Molly Bendall
Consider the Crusades
Given the speed of the seven in a row, I’d say
the skylarks would reach the lake
ahead of the others, intensifying their glee, buckling then,
like that, in a swoop-dare.
From my lookout this vertigo—it’s special,
it’s in my own flesh.
The ladder’s rickety, and that’s when particular life specks
could be left and I could return to a bauble from
way back, where the rusty gate placates me, calming notions.
When I embarked on the outer reaches, on a made-up
star, I too skewered a cyclops.
Our weapons—let’s see that they’re kept dry.

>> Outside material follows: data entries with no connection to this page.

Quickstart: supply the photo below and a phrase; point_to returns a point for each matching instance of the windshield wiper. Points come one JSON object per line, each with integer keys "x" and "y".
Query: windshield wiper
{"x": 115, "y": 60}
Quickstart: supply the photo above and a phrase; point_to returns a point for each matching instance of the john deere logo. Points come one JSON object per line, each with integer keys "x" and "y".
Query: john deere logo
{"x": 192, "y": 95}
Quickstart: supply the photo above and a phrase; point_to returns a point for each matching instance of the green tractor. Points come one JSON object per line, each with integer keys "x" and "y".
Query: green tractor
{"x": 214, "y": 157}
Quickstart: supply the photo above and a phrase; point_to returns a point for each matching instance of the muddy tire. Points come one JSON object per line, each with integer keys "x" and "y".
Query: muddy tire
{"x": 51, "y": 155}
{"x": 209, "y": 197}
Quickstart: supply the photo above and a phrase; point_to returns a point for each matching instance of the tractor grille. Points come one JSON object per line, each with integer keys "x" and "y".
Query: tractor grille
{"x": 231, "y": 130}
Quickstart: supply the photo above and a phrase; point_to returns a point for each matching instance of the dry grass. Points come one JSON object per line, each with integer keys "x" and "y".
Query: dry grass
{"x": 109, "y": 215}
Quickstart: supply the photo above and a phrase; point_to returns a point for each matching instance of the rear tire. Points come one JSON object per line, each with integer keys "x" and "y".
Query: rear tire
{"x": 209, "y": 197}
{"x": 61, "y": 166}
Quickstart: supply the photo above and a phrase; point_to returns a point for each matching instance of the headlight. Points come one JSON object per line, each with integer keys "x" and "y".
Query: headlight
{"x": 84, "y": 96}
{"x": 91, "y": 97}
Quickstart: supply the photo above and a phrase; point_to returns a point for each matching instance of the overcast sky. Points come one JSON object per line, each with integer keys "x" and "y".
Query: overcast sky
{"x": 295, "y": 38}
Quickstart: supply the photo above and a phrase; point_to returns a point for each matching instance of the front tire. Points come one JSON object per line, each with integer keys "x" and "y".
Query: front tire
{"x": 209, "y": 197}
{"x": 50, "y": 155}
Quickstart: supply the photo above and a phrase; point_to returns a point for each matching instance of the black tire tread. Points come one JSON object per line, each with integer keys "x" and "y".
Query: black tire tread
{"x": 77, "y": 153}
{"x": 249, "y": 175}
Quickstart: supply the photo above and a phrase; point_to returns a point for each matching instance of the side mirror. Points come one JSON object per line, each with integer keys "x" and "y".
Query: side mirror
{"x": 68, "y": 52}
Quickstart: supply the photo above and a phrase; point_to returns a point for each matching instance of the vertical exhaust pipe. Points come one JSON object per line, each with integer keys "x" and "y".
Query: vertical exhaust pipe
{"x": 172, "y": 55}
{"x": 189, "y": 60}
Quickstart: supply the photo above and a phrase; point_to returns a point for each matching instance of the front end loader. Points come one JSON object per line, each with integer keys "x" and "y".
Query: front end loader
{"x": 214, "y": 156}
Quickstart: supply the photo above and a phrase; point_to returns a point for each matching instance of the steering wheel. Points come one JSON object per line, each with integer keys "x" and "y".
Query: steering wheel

Once the young soldier was hung for desertion,
wearing his farmer’s smock and suede slippers.
Drifting now and all those I might stretch for.
A False Wing
So prompt the holiday
thought. The smash-box
must be a thing for subtleties.
Let your touch
be supposing. Make him be
able to understand dark questions.
Need spangles
to decipher then fall on.
Go modern
with the sugar. Then sixes,
take it in sixes.
Napoleons to trout, not
forgetting the colorful root.
May it all be hung
with globes of light.
Then it can be anyone’s
fool body.
Adventures on a Raft
A jigsaw leaf mumbled down and I thought
last year’s fox would remember me.
I galaxied the whole path for myself—strewn now
with dust drags and celestial spores.
Then the lightning crazies up the street of shops.
I might have been a fraud I’m saying in the bulky air,
too lazy to wish with music.
And I didn’t notice the crowd that had become
a parade no less. It throbbed in crooked time.
In the square the monument of the general in its onyx misery
motioned for me to get moving.
No one could understand such public worries.
The field reached long long behind the tracks
and I could leave the here and now
laugh it into money, send it to the far hood of the mountains.
Molly Bendall is the author of three collections of poetry. Her new volume Under the Quick will be appearing from Parlor Press in 2009. She currently teaches at the University of Southern California.